In truth, no. I don’t need any of it, although it is often very useful. But for every use, I was seeing things about having a smart phone that were holding me back. I tried leaving my phone, but even still, it continued to beckon me. Check Facebook! Check Instagram! Have you seen your latest email?
Then, after reading this article on how even having a smartphone nearby alters our thinking, I really dove into the idea that I needed to get rid of my phone. I needed to downgrade.
The very first thing I noticed? I could carry the phone around and ignore the impulse to check it. It wasn’t fool-proof, but it was dramatically reduced over having a smart phone.
Now, as it sits next to me, I don’t think about it (of course I am thinking about it now as I am actually writing about it, but c’mon, cut me some slack).
What I am trying to do (besides not throw money away to the corporate greed-hounds) is to begin to reduce the amount of distractions that I am subject to each day. Sure, I could build up some mental strength in order to move past it, but it is still there. Reading the article I linked above, you can see that.

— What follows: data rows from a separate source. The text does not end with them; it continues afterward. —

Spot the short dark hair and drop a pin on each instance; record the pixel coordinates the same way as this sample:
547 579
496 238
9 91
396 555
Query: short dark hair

In any moment of weakness, it is far easier to fall back on distraction than it is to not.
An even better method then strengthening my mind? Remove the possibility of distractions altogether.
It is helping, although where I would be diving into my phone, I am just fidgeting with other things. It’s been only one day so far, but it is progress.
It’s been these continuing de-cluttering, de-distractifying my life that has helped push me even higher in my goals. Forward progress must be pushed for!